Kylie McPeak is one happy girl.
Just last week, she met Cinderella at Walt Disney World in Orlando and she even got an autograph from the glass-slipper princess.
“And I got to go on a scary ride,” Kylie said, her eyes lighting up and letting out little giggle as she told the story of the haunted hotel ride. “It was really scary.”
In her bedroom at her family’s Spanish Springs home, Kylie proudly shows off her collection of Disney princesses and her prized E.T. stuffed toy that sits on her bed and helps her sleep at night. Then, of course, she informs her mother that Tigger from the “Winnie the Pooh” series is her boyfriend.
Kylie is 4 years old, the oldest of three sisters, loves the color pink and has an undiagnosed illness that causes her to have frequent seizures and constant shakes all over her body.
And her mother, Gina Larsen, doesn’t know what else to do.
“It seems like only seven or eight months ago, she was fine,” Larsen said, fixing her daughter’s hair and smoothing it around her slightly shaking face. “As her mother, I never thought she would get sick, I never thought she would ever get anything.”
Only eight months ago, Kylie was fine, maturing quite fast for a child her age. Larsen said Kylie had learned to walk, talk, spell her own name and count all at a very early age.

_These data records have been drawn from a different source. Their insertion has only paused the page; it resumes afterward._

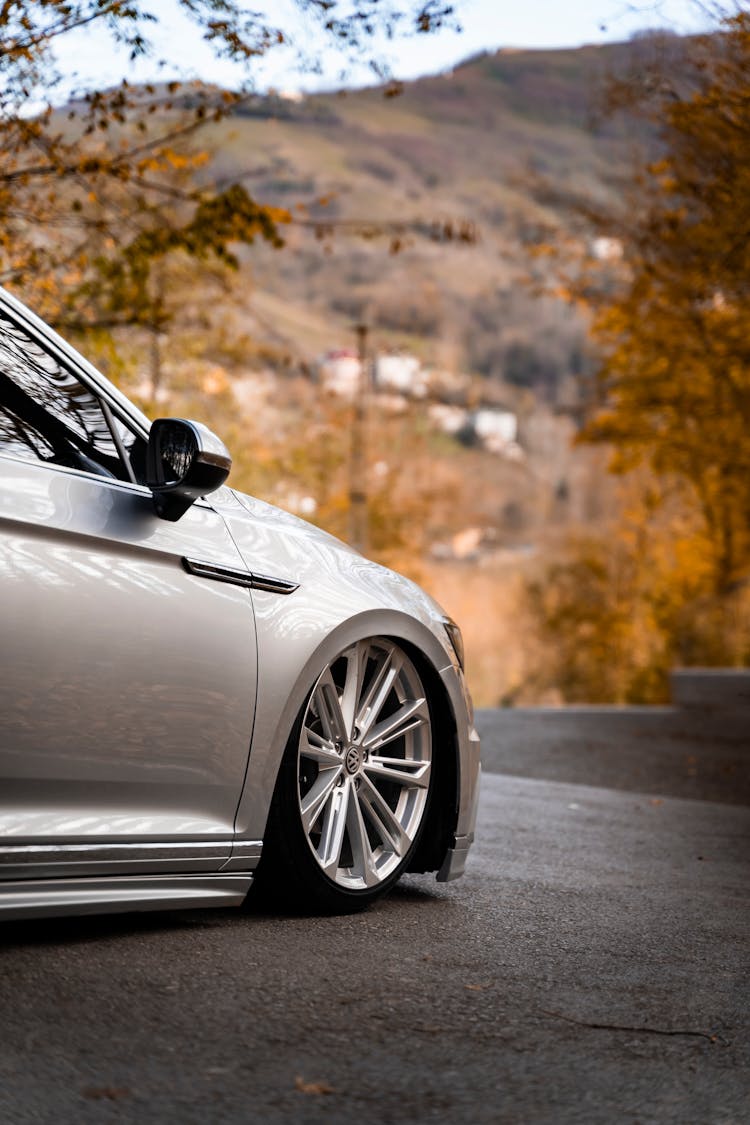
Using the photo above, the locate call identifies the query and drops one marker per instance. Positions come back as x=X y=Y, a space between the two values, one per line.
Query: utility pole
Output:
x=358 y=464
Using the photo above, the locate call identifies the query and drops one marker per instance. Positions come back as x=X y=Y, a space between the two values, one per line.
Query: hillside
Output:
x=467 y=145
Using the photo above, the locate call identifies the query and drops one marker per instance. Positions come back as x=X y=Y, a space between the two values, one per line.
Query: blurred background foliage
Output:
x=556 y=235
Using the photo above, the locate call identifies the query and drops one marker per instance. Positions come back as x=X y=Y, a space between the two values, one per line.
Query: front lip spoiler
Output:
x=455 y=858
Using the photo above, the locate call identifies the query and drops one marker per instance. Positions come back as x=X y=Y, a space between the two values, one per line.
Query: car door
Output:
x=127 y=684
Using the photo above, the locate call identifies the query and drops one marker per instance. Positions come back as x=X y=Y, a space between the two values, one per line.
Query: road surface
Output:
x=593 y=966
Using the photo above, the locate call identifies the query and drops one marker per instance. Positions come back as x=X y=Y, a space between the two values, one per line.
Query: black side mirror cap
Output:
x=184 y=460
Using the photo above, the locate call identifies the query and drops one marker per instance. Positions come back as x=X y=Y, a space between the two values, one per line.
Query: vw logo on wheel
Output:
x=353 y=758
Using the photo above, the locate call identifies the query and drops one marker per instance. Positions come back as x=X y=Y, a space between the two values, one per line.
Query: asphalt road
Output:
x=592 y=966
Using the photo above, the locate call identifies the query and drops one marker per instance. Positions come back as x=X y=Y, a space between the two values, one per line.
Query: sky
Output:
x=486 y=26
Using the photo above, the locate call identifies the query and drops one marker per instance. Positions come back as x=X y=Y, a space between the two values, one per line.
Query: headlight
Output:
x=455 y=639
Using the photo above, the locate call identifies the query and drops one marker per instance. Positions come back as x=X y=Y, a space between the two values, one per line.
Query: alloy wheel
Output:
x=364 y=763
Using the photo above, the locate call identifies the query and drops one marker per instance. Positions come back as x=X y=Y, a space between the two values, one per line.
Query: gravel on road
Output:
x=592 y=966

“I had parents telling me all the time, ‘Man, I wish my child was like yours,’ ” Larsen said.
Things are quite the opposite now.
Back in November 2007, Kylie was diagnosed with Type I diabetes, which was “awful to go through,” Larsen said. Then in March of this year, Kylie developed a strange voice tremor, eventually leading to her series of seizures for the months that followed.
Larsen panicked and took Kylie into the emergency room dozens of times, often being told that “children simply sometimes have seizures.”
But Larsen knew something was wrong.
By May and after several series of seizure medications, Kylie’s twitching became constant and had spread across her whole face. Larsen was referred to Stanford Hospital in California for further medical care.
“We went back and forth so many times,” Larsen said with a sigh, explaining that after numerous surgeries, including the placement of plasma transfer tubes in her daughter’s chest and Botox injections to calm the shaking, there is still no diagnosis.
“As of right now, it’s an undiagnosed, neuro-disease of unknown origin,” she said.
Which, according to several of Kylie’s pediatricians, due to the rapid progression of Kylie’s condition between May and now, she may have only a matter of seven months to a year to live if it is neuro-degenerative as suspected.
“Ever since June when her condition really worsened, Kylie went from 33 pounds to 27 pounds, placing her in the third percentile for her age group,” Larsen said. “We’re going back to Stanford in either January or February to see if it is genetic. It’s just so hard to see her without energy.”
During this time, because of the extensive traveling and growing medical bills that now exceed $20,000, Larsen and her family at one point had to temporarily move into a weekly motel to help make ends meet.
“We don’t like asking for help,” Larsen said, adding that her family has since moved back into an apartment in Spanish Springs and that Christmas is tight this year. “We qualify for prescription supplements, but we don’t qualify for Medicaid and we’re fast approaching the cap on her health insurance.”
Last week’s trip to Disney World, made possible through the Make-A-Wish foundation, provided some much needed help, Larsen said, adding that it did Kylie some good to get out and play.
“She’s always been very sweet,” Larsen said. “She’s always been spoiled, but she’s very loving.”
Nearby, Kylie takes a nap on the couch. Her illness causes her to have irregular sleep patterns.
“I mean, what am I supposed to do?” Larsen said, looking at Kylie, her eyes tearing up a bit. “Am I supposed to plan a funeral or for her to go to kindergarten?”